Free-to-air HDTV will soon be coming to the UK. In the spring, the BBC and ITV will launch a new service called freesat, which will provide HD programming from the two networks’ channels via digital satellite, with no subscription charge.
The initial costs are still uncertain but have been estimated to be around £180. Panasonic are planning to release TVs with integrated freesat receivers, leaving the satellite dish (and installing it!) as the only extra purchase.
Freesat is claiming to be launching with over 80 channels, which sounds great, but it’s not all pie in the sky.
For a start, freesat seems likely to launch without content from Channel 4 or five, both of whom are tied into contracts with Sky for the time being.
The head of the competing service Top-up TV thinks freesat will struggle to make an impact against Sky and Freeview, a market where Sky has ‘earned its monopoly’. I think he’s right that people will take some persuading to switch from Freeview to freesat, but freesat will probably provide a decent alternative to Sky or Virgin for people who would like to start receiving high def programming.

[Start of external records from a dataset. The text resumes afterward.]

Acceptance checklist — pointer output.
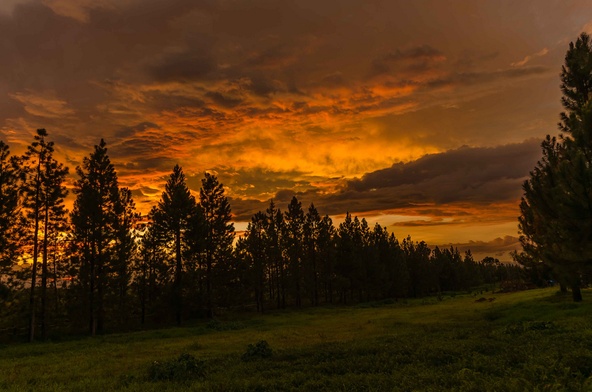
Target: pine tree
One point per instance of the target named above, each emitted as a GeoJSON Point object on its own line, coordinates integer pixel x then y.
{"type": "Point", "coordinates": [10, 218]}
{"type": "Point", "coordinates": [95, 220]}
{"type": "Point", "coordinates": [293, 237]}
{"type": "Point", "coordinates": [219, 234]}
{"type": "Point", "coordinates": [556, 209]}
{"type": "Point", "coordinates": [44, 197]}
{"type": "Point", "coordinates": [174, 215]}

To my mind, the most interesting problem for freesat will be Sky’s own free-to-air service, confusingly named ‘freesat from Sky‘. This service is currently competes with Freeview, offering more channels and better coverage in exchange for a £150 set-up fee. Freesat from Sky doesn’t offer HD channels at the moment, but if the other freesat starts gaining some traction and impacting Sky subscriptions it would presumably be pretty straightforward for Sky to flick the switch and allow freesat from Sky viewers to receive the same HD signals as freesat viewers will be getting.
With Sky marketing weight behind the service and fatigue from a number of ‘free’ services beginning with F starting to build, it would be easy to imagine Sky becoming as successful in free-to-air TV as it has been in subscription TV over the past decade.